The treatment of other forms of CAH includes mineralocorticoid and glucocorticoid replacement for salt-losing conditions (e.g., StAR, CYP11A1, HSD3β2), suppression of ACTH drive with glucocorticoids in disorders associated with hypertension (e.g., CYP17, CYP11B1), and appropriate sex-hormone replacement in adolescence and adulthood, when necessary.
Increased androgen synthesis can also occur in CAH due to defects in POR, 11β-hydroxylase (CYP11B1), and 3β-hydroxysteroid dehydrogenase type 2 (HSD3β2) and with mutations in the genes encoding aromatase (CYP19) and the glucocorticoid receptor. Increased androgen exposure in utero can occur with maternal virilizing tumors and with ingestion of androgenic compounds.
Other Disorders Affecting 46,XX Females
Congenital absence of the vagina occurs in association with müllerian agenesis or hypoplasia as part of the Mayer-Rokitansky-Kuster-Hauser (MRKH) syndrome (rarely caused by WNT4 mutations).
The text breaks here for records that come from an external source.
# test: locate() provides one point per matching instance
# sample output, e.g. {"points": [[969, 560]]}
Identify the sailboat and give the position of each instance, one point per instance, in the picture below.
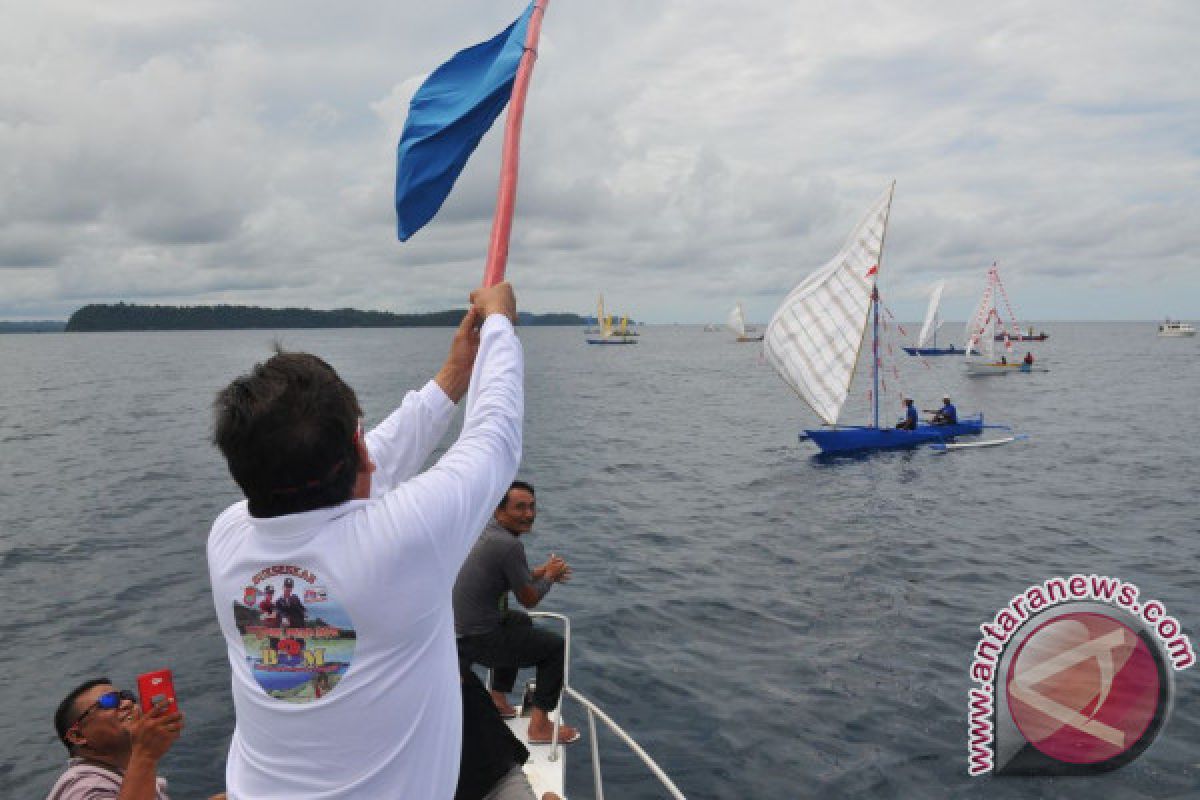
{"points": [[607, 335], [738, 325], [927, 341], [815, 337], [982, 336]]}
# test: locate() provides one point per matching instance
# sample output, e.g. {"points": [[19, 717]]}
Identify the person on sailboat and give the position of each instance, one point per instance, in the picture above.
{"points": [[945, 415], [505, 639]]}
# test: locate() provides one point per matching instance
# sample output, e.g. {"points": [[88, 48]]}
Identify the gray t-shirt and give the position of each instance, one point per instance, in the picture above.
{"points": [[495, 566]]}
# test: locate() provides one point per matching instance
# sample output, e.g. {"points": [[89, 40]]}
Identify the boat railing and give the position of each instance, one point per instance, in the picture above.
{"points": [[593, 714]]}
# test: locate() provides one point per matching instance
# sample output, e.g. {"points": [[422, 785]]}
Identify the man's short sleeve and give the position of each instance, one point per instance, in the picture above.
{"points": [[515, 566]]}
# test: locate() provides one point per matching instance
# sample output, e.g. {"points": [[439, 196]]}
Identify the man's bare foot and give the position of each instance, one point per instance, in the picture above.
{"points": [[567, 734], [502, 704]]}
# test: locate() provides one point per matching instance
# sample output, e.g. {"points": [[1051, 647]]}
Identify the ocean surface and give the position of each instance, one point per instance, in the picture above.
{"points": [[765, 623]]}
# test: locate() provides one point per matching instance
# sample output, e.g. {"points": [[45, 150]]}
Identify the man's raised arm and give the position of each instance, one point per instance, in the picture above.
{"points": [[455, 497], [401, 444]]}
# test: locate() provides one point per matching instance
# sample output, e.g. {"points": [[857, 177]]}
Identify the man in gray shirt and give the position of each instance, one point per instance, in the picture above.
{"points": [[495, 636]]}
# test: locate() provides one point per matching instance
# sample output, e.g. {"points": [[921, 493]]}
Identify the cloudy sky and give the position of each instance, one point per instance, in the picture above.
{"points": [[677, 154]]}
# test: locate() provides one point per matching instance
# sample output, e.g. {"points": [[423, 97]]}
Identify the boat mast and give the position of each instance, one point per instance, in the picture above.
{"points": [[875, 349], [875, 310]]}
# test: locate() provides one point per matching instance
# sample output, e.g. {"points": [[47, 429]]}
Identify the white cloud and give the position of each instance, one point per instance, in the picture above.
{"points": [[677, 152]]}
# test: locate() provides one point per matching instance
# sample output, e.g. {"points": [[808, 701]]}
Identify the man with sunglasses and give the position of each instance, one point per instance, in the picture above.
{"points": [[114, 747]]}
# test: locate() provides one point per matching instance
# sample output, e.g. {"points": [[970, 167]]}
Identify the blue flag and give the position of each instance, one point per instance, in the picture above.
{"points": [[449, 114]]}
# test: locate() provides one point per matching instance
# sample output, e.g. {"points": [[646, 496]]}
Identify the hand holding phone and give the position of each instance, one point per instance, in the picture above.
{"points": [[154, 687]]}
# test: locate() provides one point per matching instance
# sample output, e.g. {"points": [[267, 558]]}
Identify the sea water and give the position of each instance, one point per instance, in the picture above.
{"points": [[765, 623]]}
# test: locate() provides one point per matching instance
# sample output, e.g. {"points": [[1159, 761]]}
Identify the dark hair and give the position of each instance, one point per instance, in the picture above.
{"points": [[64, 714], [287, 433], [516, 485]]}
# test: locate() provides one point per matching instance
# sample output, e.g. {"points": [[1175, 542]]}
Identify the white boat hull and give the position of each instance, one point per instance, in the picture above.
{"points": [[546, 767]]}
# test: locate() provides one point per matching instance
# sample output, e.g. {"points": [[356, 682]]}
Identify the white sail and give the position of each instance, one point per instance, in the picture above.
{"points": [[737, 322], [928, 329], [814, 338]]}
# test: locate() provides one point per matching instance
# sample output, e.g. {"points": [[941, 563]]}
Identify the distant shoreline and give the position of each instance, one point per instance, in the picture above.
{"points": [[130, 317]]}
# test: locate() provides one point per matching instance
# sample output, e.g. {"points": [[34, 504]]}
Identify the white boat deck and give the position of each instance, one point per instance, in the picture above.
{"points": [[546, 765]]}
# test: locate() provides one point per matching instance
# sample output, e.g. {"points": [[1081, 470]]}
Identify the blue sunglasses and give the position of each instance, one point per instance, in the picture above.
{"points": [[108, 701]]}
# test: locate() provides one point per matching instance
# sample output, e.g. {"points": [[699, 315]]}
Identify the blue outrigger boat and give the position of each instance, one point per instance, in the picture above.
{"points": [[851, 438], [816, 335]]}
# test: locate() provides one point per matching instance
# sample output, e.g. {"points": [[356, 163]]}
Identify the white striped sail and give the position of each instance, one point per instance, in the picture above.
{"points": [[928, 329], [814, 338], [737, 322]]}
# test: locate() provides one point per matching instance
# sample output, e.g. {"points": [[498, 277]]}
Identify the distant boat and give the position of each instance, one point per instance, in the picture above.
{"points": [[927, 341], [1027, 336], [1175, 328], [815, 337], [609, 335], [981, 335], [738, 325]]}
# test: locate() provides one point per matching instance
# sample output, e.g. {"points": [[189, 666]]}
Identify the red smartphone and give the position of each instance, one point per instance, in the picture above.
{"points": [[154, 687]]}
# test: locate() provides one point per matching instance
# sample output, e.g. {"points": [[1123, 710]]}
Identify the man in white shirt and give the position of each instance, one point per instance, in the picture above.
{"points": [[363, 701]]}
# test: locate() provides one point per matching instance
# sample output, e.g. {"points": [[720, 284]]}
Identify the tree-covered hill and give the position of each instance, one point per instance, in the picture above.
{"points": [[130, 317]]}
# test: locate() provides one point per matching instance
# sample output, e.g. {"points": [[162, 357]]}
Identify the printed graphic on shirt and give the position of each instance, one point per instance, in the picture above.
{"points": [[299, 641]]}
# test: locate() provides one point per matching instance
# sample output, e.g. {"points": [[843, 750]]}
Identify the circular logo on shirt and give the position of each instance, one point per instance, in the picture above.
{"points": [[298, 641]]}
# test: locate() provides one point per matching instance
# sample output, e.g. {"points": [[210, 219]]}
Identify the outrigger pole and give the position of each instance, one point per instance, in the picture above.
{"points": [[505, 200]]}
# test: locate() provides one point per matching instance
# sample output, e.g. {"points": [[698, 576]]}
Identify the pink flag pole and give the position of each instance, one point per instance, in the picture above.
{"points": [[502, 223]]}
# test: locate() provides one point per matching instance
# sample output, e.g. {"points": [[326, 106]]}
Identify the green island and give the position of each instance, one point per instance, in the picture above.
{"points": [[131, 317]]}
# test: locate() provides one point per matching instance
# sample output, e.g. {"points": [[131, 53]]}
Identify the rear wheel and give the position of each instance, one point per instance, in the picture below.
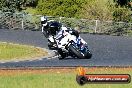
{"points": [[75, 51]]}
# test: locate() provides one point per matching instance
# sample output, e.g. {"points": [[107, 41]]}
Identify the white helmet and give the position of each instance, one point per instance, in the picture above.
{"points": [[44, 20]]}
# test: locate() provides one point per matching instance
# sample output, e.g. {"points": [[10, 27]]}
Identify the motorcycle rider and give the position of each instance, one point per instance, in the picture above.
{"points": [[59, 33]]}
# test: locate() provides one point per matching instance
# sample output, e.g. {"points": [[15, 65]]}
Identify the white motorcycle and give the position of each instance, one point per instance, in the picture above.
{"points": [[66, 42], [71, 45]]}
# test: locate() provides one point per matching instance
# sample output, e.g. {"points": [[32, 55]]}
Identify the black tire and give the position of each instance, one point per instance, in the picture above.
{"points": [[63, 55], [76, 51], [81, 80]]}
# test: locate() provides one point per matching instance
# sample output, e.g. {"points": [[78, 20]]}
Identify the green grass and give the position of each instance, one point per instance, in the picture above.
{"points": [[10, 51], [56, 80]]}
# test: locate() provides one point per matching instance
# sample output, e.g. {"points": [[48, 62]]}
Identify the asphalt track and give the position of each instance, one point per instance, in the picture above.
{"points": [[106, 50]]}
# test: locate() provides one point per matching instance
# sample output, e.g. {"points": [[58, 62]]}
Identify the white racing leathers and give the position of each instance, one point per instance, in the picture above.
{"points": [[64, 37]]}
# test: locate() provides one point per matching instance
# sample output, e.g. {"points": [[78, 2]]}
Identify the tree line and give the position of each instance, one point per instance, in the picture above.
{"points": [[117, 10]]}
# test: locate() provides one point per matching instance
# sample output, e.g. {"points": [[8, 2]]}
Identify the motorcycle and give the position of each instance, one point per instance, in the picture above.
{"points": [[70, 45]]}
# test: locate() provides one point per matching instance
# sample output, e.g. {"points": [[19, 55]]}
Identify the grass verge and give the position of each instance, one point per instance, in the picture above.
{"points": [[56, 78], [9, 51]]}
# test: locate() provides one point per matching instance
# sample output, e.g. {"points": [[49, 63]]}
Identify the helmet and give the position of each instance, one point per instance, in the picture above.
{"points": [[44, 20]]}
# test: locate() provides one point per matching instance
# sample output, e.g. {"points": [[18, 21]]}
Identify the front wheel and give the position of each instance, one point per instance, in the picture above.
{"points": [[76, 51]]}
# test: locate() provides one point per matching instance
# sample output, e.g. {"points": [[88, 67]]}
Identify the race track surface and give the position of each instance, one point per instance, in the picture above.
{"points": [[106, 50]]}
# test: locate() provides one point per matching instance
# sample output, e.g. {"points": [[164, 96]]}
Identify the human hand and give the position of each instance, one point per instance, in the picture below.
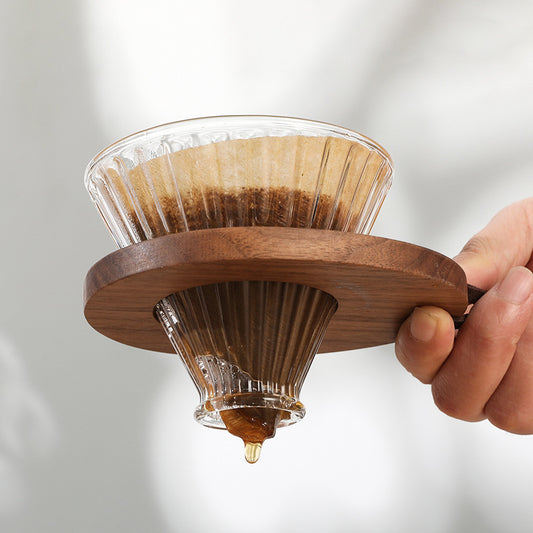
{"points": [[486, 369]]}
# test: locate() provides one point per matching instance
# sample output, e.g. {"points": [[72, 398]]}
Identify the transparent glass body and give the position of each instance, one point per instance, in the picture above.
{"points": [[247, 345]]}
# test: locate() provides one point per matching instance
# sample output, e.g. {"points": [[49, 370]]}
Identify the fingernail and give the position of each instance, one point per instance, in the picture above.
{"points": [[517, 286], [423, 325]]}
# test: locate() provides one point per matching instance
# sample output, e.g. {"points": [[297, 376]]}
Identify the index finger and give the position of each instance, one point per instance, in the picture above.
{"points": [[507, 241]]}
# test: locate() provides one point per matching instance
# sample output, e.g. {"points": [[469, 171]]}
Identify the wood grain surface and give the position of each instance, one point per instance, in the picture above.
{"points": [[376, 281]]}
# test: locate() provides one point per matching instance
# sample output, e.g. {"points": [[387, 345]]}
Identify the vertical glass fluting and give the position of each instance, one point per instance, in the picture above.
{"points": [[247, 345]]}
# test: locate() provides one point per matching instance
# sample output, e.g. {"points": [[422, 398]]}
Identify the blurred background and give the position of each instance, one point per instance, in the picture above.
{"points": [[96, 436]]}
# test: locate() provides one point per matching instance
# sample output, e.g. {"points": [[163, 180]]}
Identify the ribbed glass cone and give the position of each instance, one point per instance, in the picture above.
{"points": [[246, 345]]}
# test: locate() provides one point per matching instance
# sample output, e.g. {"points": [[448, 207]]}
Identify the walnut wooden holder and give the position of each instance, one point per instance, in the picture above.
{"points": [[377, 281]]}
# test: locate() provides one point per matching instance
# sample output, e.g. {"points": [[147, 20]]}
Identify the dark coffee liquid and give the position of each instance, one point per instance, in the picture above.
{"points": [[260, 335]]}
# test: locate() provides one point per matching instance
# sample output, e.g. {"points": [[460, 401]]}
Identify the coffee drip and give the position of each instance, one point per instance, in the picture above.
{"points": [[247, 345]]}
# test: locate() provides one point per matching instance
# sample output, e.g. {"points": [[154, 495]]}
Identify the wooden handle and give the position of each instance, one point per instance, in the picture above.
{"points": [[376, 281]]}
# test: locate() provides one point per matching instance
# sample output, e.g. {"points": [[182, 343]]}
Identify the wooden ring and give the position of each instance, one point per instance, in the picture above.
{"points": [[376, 281]]}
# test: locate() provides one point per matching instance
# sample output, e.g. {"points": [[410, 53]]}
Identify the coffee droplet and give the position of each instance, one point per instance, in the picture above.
{"points": [[253, 425], [252, 451]]}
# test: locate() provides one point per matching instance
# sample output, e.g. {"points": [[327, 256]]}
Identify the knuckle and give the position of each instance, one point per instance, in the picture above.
{"points": [[450, 403], [445, 400], [477, 245]]}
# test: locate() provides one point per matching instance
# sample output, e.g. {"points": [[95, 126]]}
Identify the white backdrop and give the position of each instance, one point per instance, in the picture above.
{"points": [[95, 436]]}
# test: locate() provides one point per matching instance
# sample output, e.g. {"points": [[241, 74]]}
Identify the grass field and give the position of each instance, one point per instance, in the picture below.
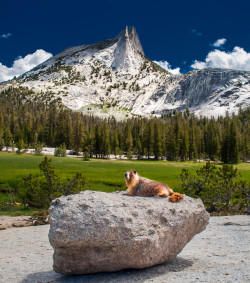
{"points": [[102, 175]]}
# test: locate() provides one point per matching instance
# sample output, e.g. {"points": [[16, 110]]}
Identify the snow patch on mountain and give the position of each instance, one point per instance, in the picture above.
{"points": [[114, 78]]}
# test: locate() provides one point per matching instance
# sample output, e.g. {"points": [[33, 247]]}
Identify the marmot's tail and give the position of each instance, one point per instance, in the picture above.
{"points": [[176, 197]]}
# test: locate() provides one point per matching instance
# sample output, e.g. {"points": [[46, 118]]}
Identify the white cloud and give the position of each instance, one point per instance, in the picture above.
{"points": [[7, 35], [165, 65], [194, 31], [238, 59], [22, 65], [219, 42]]}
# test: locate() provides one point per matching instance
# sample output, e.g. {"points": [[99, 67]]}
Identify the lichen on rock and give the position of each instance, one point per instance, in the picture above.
{"points": [[96, 232]]}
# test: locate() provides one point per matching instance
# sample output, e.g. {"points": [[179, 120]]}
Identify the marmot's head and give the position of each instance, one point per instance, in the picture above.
{"points": [[130, 175]]}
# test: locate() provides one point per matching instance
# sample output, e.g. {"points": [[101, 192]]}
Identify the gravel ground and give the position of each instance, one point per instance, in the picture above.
{"points": [[221, 253]]}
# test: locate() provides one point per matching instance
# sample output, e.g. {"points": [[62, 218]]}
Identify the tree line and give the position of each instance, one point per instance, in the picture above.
{"points": [[27, 121]]}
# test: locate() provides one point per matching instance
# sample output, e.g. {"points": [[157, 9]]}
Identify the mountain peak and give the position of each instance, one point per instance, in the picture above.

This diagnosis should be considered in otherwise phenotypically normal females with primary amenorrhea. Associated features include renal (agenesis) and cervical spinal abnormalities.
The approach to a child or adolescent with ambiguous genitalia or another DSD requires cultural sensitivity, as the concepts of sex and gender vary widely. Rare genetic DSDs can occur more frequently in specific populations (e.g., 5β-reductase type 2 in the Dominican Republic). Different forms of CAH also show ethnic and geographic variability. In many countries, appropriate biochemical tests may not be readily available, and access to appropriate forms of surgery or treatment may be limited.